Solution of Coomassie

Coomassie (also known as Coomassie Blue, Brilliant Blue, Brilliant Blue G, Acid Blue 90, C.I. 42655, or Brilliant Blue G 250) is a blue dye commonly used in sodium dodecyl sulfate polyacrylamide gel electrophoresis (SDS-PAGE). The gel is soaked in dye for thirty minutes and then destained for thirty minutes or more. This treatment allows the visualization of bands indicating the protein content of the gel. The gel usually contains a set of molecular weight marker(proteins of pre-determined weight) so that protein molecular weight can be determined in an unknown solution during the visualization.

Variations

Shown at right is Coomassie G250. A similar but distinct dye, known as Coomassie R-250, also exists.

Laboratory usage

Coomassie dye is an integral component of the Bradford Method for determining protein concentration in a solution. The Coomassie dye binds to proteins via physisorptionto arginine, the aromatic amino acids, and histidine. When Coomassie Brilliant Blue G-250 binds to proteins in acid solution, it has an absorbance shift from 465 nm to 595 nm. The absorbance data can then be used in Beer's law to determine protein concentration and ultimately the actual amount of protein in a given solution.

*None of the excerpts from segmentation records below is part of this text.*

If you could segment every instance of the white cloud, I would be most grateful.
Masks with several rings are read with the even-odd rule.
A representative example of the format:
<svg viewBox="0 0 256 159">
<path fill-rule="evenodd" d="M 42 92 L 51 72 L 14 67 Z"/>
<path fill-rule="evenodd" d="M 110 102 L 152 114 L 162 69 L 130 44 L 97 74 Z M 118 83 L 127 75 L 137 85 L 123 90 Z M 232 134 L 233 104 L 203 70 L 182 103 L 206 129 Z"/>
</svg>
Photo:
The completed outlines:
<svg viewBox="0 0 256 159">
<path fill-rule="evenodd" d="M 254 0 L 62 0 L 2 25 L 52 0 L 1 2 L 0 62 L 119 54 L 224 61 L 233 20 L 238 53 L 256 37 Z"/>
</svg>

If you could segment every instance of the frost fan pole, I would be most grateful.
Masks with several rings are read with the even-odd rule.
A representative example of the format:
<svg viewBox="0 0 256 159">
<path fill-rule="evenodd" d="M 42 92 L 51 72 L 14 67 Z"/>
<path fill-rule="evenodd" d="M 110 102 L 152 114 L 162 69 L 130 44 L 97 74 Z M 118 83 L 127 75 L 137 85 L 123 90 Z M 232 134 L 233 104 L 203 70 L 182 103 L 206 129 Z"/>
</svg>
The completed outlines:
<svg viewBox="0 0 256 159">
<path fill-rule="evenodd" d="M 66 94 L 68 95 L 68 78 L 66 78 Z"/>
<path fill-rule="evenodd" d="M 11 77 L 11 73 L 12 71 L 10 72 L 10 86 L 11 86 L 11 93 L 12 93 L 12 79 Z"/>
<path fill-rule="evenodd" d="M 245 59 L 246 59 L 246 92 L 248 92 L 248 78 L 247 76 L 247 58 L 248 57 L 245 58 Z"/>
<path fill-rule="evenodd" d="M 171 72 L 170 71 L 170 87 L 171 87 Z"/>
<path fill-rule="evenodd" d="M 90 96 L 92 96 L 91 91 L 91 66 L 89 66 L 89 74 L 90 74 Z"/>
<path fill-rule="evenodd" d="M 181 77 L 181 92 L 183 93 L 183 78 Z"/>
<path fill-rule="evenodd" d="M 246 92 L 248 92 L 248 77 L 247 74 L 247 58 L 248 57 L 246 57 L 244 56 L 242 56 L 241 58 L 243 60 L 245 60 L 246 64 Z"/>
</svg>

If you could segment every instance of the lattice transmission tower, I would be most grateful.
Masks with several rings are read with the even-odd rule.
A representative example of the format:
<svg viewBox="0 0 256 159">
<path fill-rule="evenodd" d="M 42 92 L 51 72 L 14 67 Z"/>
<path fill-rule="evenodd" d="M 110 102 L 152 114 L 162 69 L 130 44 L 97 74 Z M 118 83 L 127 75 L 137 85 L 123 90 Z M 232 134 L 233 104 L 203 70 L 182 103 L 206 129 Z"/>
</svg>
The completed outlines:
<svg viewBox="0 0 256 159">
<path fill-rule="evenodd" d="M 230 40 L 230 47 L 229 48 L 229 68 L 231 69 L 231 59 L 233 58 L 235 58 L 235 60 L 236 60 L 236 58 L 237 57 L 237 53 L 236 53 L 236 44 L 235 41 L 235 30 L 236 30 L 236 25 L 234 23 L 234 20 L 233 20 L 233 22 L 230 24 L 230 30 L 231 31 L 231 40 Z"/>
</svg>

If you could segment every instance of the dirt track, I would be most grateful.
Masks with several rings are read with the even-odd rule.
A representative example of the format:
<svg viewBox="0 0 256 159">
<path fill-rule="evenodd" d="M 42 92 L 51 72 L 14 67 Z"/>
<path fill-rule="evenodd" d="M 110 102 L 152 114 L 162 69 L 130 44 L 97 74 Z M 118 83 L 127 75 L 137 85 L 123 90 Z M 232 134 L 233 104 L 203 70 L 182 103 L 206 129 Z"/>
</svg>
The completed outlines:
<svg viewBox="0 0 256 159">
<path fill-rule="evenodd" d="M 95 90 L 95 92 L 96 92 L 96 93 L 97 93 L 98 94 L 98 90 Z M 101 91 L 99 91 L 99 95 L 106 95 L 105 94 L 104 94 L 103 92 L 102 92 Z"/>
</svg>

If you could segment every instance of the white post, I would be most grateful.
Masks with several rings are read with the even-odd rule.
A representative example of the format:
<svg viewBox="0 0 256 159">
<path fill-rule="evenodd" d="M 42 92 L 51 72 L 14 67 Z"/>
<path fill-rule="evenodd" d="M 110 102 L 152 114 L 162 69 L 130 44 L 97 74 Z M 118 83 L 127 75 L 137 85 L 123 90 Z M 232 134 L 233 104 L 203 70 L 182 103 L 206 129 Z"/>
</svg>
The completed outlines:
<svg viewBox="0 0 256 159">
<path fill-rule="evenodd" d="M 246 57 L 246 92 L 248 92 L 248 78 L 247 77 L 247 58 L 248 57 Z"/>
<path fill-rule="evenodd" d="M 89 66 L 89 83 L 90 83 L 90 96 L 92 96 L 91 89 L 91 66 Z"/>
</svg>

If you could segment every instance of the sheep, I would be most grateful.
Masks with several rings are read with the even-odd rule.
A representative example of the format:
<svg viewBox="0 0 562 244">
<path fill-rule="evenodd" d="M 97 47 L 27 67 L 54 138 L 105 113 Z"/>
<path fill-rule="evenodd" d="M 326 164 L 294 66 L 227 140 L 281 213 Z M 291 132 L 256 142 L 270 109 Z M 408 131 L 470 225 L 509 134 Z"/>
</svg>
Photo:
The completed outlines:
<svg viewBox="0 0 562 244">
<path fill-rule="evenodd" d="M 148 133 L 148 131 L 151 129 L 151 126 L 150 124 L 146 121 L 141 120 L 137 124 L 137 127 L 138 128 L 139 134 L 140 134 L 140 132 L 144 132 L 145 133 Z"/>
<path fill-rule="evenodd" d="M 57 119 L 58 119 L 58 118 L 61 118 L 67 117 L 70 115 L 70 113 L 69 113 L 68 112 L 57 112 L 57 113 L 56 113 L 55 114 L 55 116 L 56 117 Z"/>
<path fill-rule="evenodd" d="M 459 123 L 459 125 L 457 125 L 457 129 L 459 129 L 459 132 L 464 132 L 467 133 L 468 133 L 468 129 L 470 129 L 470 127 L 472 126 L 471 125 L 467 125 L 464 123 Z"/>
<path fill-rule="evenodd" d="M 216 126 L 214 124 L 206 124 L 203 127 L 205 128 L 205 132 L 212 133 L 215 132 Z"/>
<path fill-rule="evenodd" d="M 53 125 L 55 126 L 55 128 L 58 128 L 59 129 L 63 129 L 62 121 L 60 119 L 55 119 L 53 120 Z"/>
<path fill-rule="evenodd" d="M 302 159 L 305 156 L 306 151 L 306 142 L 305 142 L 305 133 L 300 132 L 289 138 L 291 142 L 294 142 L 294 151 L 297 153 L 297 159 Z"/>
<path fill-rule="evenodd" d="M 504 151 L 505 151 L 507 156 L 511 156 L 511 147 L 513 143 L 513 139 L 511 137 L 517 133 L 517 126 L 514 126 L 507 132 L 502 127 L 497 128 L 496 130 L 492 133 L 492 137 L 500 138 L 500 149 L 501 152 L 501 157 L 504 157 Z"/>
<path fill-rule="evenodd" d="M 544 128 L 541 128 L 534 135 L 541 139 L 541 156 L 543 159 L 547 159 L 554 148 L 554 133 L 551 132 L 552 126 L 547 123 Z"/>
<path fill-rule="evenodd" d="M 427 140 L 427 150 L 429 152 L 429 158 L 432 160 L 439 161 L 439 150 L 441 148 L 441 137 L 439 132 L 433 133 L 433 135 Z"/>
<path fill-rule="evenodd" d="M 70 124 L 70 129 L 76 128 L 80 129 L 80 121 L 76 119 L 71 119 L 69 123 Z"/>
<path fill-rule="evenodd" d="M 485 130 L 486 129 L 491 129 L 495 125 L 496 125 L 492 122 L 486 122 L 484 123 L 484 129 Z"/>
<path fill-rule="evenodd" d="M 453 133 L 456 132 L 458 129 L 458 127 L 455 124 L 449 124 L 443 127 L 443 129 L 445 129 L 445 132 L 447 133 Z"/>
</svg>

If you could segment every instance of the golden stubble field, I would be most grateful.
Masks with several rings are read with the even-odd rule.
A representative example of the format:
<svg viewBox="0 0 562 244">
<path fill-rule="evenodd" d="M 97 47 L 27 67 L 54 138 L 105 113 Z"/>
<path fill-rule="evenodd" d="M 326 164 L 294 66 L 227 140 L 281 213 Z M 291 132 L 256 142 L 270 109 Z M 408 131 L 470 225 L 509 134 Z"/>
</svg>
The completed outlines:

Coomassie stain and destain solution formulas

For staining solution:

2.50 g Coomassie Brilliant Blue R-250,
455 mL ethanol,
455 mL deionized / distilled water,
90 mL glacial acetic acid

For destaining solution:

455 mL ethanol,
455 mL deionized / distilled water,
90 mL glacial acetic acid

(Can also be destained using only distilled water and heating, though at a much slower pace)

Common mix for Bradford reagent:

0.01% Coomassie Brilliant Blue G-250,
4.7% ethanol,
8.5% phosphoric acid, in deionized / distilled water.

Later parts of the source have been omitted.